Code Acquisition
Understanding Code Acquisition
Before a DSSS receiver can process any data, it must find the correct code phase, which is the time offset between the locally generated spreading code and the code embedded in the received signal. With a code length of N chips, there are 2N possible half-chip offsets to search. Additionally, the carrier frequency may be shifted by several kHz due to satellite/transmitter motion and receiver clock error, creating a frequency dimension.
The receiver must search this 2D uncertainty space (code phase × Doppler) systematically. At each candidate cell, it correlates the received signal with the local code at the hypothesized phase and frequency. If the correlation exceeds a threshold, acquisition is declared. If not, the receiver moves to the next cell.
Nphase = 2 × code length / step size
GPS C/A: 2 × 1023 / 0.5 = 4092 (at half-chip steps)
Doppler cells:
NDoppler = 2 × Δfmax / Δfbin
GPS: 2 × 10 kHz / 500 Hz = 40 bins
Total cells:
Ntotal = Nphase × NDoppler
GPS: 4092 × 40 = 163,680 cells
Serial search time (mean):
Tacq ≈ (2 − Pd) × Ntotal × Tdwell / (2 × Pd)
Serial at 1 ms dwell: ~82 seconds. Parallel FFT: ~40 ms.
Acquisition Methods
| Method | Code Phases/Test | GPS Cold Start | Hardware |
|---|---|---|---|
| Serial Search | 1 | 60-300 s | 1 correlator |
| Parallel Code (FFT) | All (N) | 40-200 ms | FFT engine |
| Parallel Frequency | 1 | 2-10 s | Filter bank |
| Massive Parallel | All × all | <100 ms | FPGA/ASIC |
Frequently Asked Questions
Why is code acquisition difficult?
The 2D search space (code phase × Doppler) is enormous: GPS has ~164,000 cells. Serial search at 1 ms dwell takes minutes. Modern receivers use FFT-based parallel search to test all code phases simultaneously per Doppler bin, reducing acquisition to milliseconds.

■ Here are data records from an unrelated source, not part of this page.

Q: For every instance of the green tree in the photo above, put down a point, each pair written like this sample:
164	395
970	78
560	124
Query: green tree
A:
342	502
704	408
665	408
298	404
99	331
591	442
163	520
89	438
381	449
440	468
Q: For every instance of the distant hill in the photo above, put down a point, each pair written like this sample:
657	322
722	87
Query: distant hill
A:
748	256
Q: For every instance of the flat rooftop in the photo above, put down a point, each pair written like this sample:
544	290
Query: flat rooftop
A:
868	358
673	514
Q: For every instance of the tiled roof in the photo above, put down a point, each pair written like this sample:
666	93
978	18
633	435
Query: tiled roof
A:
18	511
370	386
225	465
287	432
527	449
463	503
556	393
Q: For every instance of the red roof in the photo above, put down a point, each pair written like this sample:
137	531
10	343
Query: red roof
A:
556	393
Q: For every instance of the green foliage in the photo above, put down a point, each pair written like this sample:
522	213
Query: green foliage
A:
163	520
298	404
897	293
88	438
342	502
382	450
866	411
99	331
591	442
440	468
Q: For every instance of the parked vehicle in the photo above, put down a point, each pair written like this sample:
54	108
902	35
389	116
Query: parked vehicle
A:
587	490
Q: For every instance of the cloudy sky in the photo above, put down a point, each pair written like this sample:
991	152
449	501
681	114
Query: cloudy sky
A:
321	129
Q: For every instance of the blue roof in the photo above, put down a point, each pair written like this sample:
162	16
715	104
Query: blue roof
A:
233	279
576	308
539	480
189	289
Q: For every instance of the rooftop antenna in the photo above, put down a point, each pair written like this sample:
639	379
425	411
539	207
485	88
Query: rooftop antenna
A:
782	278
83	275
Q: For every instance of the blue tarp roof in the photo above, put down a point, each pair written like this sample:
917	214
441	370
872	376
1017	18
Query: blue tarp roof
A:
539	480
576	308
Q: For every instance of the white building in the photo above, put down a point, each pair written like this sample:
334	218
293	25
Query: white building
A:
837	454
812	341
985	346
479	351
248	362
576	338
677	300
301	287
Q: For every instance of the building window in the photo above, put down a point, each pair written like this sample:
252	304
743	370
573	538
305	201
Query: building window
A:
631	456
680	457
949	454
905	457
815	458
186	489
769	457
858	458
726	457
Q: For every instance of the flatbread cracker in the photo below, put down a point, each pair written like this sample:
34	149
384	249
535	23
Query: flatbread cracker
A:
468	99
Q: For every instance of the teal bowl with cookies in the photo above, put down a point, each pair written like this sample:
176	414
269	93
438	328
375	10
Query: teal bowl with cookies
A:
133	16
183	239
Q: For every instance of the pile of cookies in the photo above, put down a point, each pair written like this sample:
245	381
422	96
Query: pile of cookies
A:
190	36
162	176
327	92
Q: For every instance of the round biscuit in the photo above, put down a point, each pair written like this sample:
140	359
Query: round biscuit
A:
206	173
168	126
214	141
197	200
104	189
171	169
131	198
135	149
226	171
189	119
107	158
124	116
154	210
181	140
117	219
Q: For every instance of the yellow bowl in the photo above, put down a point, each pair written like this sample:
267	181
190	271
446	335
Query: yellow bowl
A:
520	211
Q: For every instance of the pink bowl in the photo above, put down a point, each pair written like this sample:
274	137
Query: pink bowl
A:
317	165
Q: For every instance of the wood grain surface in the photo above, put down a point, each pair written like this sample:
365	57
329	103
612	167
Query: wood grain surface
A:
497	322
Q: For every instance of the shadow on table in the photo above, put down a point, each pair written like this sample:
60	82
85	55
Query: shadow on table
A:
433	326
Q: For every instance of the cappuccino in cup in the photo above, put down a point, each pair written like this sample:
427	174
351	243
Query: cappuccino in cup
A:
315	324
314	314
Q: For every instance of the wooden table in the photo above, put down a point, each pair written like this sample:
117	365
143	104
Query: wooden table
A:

How does parallel FFT acquisition work?
FFT the received block, multiply by conjugate FFT of local code, IFFT the result. Output is the correlation for all code phases simultaneously. Tests all 2046 phases per FFT operation. With 40 Doppler bins: 40 ms total vs. hundreds of seconds serial.
What happens after acquisition?
Acquisition gives ±1 chip alignment. Code tracking (DLL, early-late correlator) refines to sub-chip (<1/100 chip for GPS). Carrier tracking locks frequency/phase. If tracking cannot pull in from acquisition accuracy, the signal is lost and re-acquisition is needed.